What we really want is for winner to be a pointer that doesn't free the allocation that it points to. In fact, what we want isn't a smart pointer at all; we want a reference. Here's the code rewritten to use one:
fn dogshow() { let dogs: [~Dog * 3] = [ ~Dog { name: ~"Spot" }, ~Dog { name: ~"Fido" }, ~Dog { name: ~"Snoopy" }, ]; let winner: &Dog = dogs[1]; // note use of `&` to form a reference for dogs.each |dog| { println(fmt!("Say hello to %s", dog.name)); } println(fmt!("And the winner is: %s!", winner.name)); } // <-- all dogs destroyed here
This code will now compile. Here, we convert winner into a reference, notated in Rust with &. You can take a reference to any smart pointer type in Rust by simply assigning it to a value with a reference type, as the let winner: &Dog = dogs[1] line does.

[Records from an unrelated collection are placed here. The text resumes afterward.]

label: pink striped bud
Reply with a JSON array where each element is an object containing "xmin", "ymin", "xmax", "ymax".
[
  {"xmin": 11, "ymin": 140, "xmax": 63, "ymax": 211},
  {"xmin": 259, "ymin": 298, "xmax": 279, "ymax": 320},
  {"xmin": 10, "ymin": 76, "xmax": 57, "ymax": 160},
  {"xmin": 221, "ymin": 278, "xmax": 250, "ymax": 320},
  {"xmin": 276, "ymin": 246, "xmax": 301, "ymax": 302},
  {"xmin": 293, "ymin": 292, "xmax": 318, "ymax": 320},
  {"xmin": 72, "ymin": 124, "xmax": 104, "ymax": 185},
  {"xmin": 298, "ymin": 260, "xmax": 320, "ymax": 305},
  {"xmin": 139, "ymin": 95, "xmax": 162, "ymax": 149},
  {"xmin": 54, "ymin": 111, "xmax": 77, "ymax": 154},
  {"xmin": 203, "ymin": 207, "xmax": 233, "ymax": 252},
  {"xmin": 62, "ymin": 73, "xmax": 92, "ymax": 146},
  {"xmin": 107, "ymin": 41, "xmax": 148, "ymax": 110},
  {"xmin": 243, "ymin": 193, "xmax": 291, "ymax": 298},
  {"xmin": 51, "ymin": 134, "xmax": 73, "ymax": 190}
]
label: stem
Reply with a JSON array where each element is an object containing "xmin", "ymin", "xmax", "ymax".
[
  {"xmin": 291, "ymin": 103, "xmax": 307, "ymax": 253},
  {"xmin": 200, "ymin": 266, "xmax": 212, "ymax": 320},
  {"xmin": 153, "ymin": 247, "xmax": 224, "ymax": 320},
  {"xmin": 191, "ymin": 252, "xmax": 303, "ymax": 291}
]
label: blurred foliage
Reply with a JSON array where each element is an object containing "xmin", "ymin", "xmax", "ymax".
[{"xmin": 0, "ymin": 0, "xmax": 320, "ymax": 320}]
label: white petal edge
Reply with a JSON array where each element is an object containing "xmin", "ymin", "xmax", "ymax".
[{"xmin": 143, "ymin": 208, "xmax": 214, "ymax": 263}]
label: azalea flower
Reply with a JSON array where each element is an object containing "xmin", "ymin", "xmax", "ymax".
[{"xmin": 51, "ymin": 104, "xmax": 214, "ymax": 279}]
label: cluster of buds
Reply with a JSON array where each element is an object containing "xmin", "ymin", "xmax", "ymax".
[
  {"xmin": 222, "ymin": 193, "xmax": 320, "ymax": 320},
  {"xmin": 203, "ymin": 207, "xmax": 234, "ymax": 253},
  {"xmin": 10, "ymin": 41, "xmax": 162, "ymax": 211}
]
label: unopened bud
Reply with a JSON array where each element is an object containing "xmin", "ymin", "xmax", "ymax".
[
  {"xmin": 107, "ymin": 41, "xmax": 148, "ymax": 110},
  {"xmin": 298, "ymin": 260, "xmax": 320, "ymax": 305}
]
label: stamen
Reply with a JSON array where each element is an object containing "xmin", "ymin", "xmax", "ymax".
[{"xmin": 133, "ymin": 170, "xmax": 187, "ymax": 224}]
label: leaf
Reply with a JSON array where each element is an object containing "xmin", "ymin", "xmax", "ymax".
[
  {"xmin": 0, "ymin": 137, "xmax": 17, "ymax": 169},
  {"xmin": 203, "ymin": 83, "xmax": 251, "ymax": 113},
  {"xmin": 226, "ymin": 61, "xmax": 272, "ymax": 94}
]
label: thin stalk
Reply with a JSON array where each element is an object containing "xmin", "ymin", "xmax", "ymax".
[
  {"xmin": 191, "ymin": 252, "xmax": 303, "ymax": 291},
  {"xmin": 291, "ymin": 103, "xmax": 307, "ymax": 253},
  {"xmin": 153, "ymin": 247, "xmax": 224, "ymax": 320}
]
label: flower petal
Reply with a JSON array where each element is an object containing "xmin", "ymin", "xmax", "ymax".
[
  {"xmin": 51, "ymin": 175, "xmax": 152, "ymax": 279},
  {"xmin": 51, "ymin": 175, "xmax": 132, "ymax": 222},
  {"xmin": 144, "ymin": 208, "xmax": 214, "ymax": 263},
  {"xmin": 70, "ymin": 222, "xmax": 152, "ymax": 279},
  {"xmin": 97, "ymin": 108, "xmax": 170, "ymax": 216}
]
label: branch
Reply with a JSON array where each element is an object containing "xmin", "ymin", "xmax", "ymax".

References (also known as borrowed pointers) don't cause the compiler to free the data they refer to. However, they don't prevent the compiler from freeing anything either. They have no effect on what smart pointers will do; regardless of how many references you have, a unique smart pointer will always free the data that it points to when it goes out of scope, and a managed smart pointer will always free its data when all managed smart pointers to the same allocation go out of scope.
This is important to keep in mind. Code like this will not compile:
fn foo() { let y: ∫ { let x: ~int = ~2048; y = x; } // <-- x freed here println(fmt!("Your lucky number is: %d", *y)); // ERROR: accesses freed data! }
In languages like C++, code like this could cause faults from attempting to access invalid memory. As it turns out, however, this piece of code won't compile—the Rust compiler can and does prevent you from writing code like this at compile time. Essentially, the Rust compiler tracks where each reference came from and reports an error if a reference persists longer than the allocation it points into. This means that, generally speaking, you can use references all you like and have the confidence that they won't result in hard-to-diagnose errors at runtime.
Conclusion
These ideas—smart pointers and references—form the basis of memory management in Rust. If you're a C++ programmer, most of this will (hopefully!) simply have been an exercise in learning different syntax. For other programmers, these concepts are likely more foreign. But using these tools, you can write code with fine-grained control over memory, with improved safety over languages like C.